Medical notes are a rich source of patient data; however, the nature of unstructured text has largely precluded the use of these data for large retrospective analyses. Transforming clinical text into structured data can enable large-scale research studies with electronic health records (EHR) data. Natural language processing (NLP) can be used for text information retrieval, reducing the need for labor-intensive chart review. Here we present an application of NLP to large-scale analysis of medical records at 2 large hospitals for patients hospitalized with COVID-19.
Our study goal was to develop an NLP pipeline to classify the discharge disposition (home, inpatient rehabilitation, skilled nursing inpatient facility [SNIF], and death) of patients hospitalized with COVID-19 based on hospital discharge summary notes.
Text mining and feature engineering were applied to unstructured text from hospital discharge summaries. The study included patients with COVID-19 discharged from 2 hospitals in the Boston, Massachusetts area (Massachusetts General Hospital and Brigham and Women's Hospital) between March 10, 2020, and June 30, 2020. The data were divided into a training set (70%) and hold-out test set (30%). Discharge summaries were represented as bags-of-words consisting of single words (unigrams), bigrams, and trigrams. The number of features was reduced during training by excluding n-grams that occurred in fewer than 10% of discharge summaries, and further reduced using least absolute shrinkage and selection operator (LASSO) regularization while training a multiclass logistic regression model. Model performance was evaluated using the hold-out test set.
The study cohort included 1737 adult patients (median age 61 [SD 18] years; 55% men; 45% White and 16% Black; 14% nonsurvivors and 61% discharged home). The model selected 179 from a vocabulary of 1056 engineered features, consisting of combinations of unigrams, bigrams, and trigrams. The top features contributing most to the classification by the model (for each outcome) were the following: "appointments specialty," "home health," and "home care" (home); "intubate" and "ARDS" (inpatient rehabilitation); "service" (SNIF); "brief assessment" and "covid" (death). The model achieved a micro-average area under the receiver operating characteristic curve value of 0.98 (95% CI 0.97-0.98) and average precision of 0.81 (95% CI 0.75-0.84) in the testing set for prediction of discharge disposition.
A supervised learning-based NLP approach is able to classify the discharge disposition of patients hospitalized with COVID-19. This approach has the potential to accelerate and increase the scale of research on patients' discharge disposition that is possible with EHR data.
医疗记录是患者数据的丰富来源;然而,非结构化文本的性质在很大程度上阻碍了这些数据用于大型回顾性分析。将临床文本转化为结构化数据能够利用电子健康记录(EHR)数据开展大规模研究。自然语言处理(NLP)可用于文本信息检索,减少劳动密集型的病历审查需求。在此,我们展示了NLP在两家大型医院对新冠肺炎住院患者的大规模病历分析中的应用。
我们的研究目标是开发一个NLP管道,根据医院出院小结对新冠肺炎住院患者的出院处置情况(回家、住院康复、专业护理住院机构[SNIF]和死亡)进行分类。

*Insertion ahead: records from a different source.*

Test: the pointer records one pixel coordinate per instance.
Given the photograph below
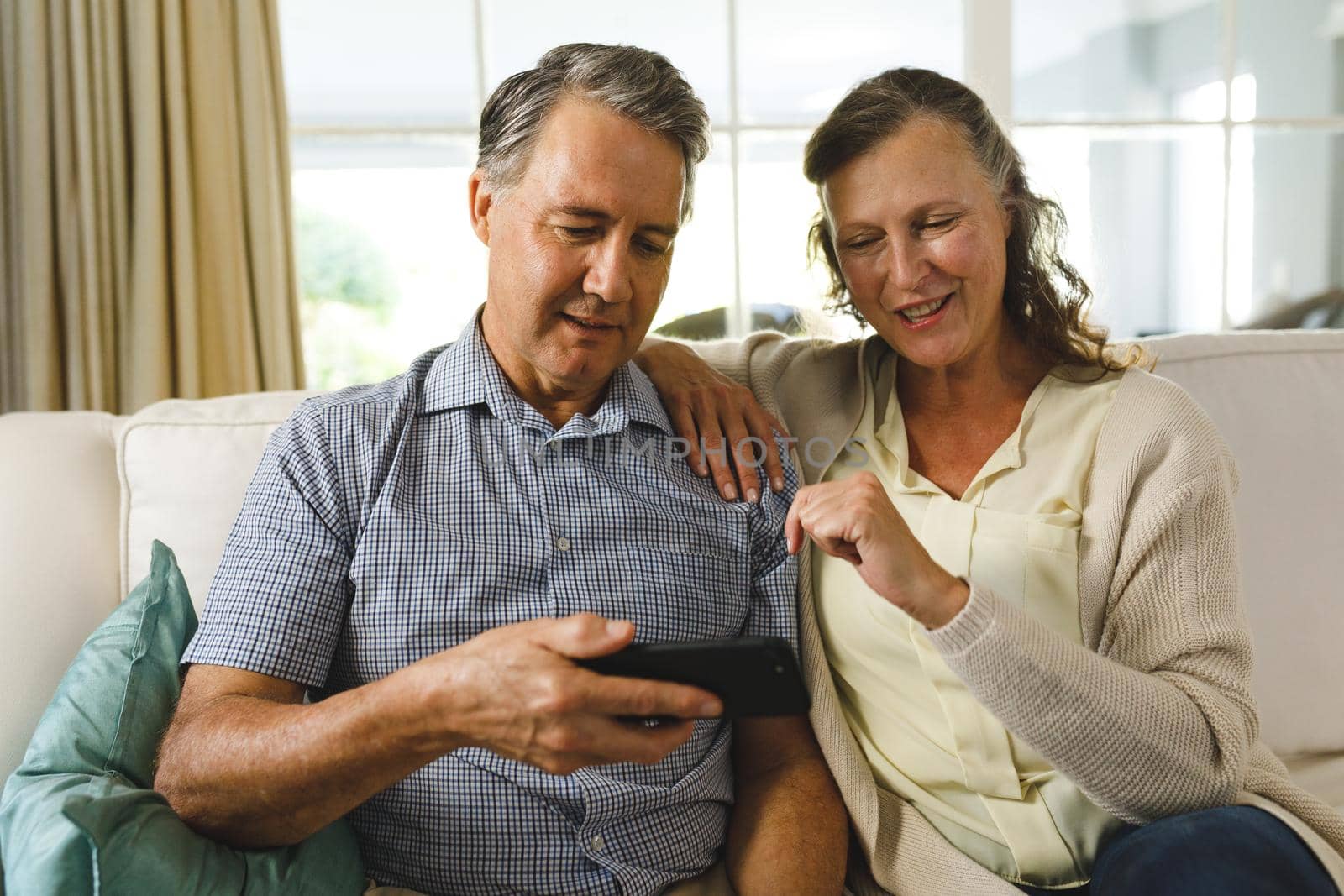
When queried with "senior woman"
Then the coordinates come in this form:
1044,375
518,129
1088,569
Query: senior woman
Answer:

对医院出院小结中的非结构化文本应用文本挖掘和特征工程。该研究纳入了2020年3月10日至2020年6月30日期间从马萨诸塞州波士顿地区的两家医院(马萨诸塞州总医院和布莱根妇女医院)出院的新冠肺炎患者。数据被分为训练集(70%)和保留测试集(30%)。出院小结以由单字(一元组)、双字组和三字组组成的词袋表示。在训练过程中,通过排除出现频率低于10%的出院小结中的n元语法来减少特征数量,并在训练多类逻辑回归模型时使用最小绝对收缩和选择算子(LASSO)正则化进一步减少特征数量。使用保留测试集评估模型性能。

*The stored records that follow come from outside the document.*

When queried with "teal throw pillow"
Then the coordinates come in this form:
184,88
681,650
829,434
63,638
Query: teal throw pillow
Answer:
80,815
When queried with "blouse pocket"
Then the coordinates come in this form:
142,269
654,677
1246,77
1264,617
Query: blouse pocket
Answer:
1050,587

研究队列包括1737名成年患者(中位年龄61[标准差18]岁;55%为男性;45%为白人,16%为黑人;14%为非幸存者,61%出院回家)。该模型从1056个工程特征的词汇表中选择了179个,这些特征由一元组、双字组和三字组的组合构成。对模型分类贡献最大的前几个特征(针对每个结果)如下:“预约专科”、“家庭健康”和“家庭护理”(回家);“插管”和“急性呼吸窘迫综合征”(住院康复);“服务”(SNIF);“简要评估”和“新冠”(死亡)。在测试集中,该模型预测出院处置情况的受试者工作特征曲线下的微平均面积值为0.98(95%置信区间0.97 - 0.98),平均精度为0.81(95%置信区间0.75 - 0.84)。
基于监督学习的NLP方法能够对新冠肺炎住院患者的出院处置情况进行分类。这种方法有可能加快并扩大利用EHR数据对患者出院处置情况的研究规模。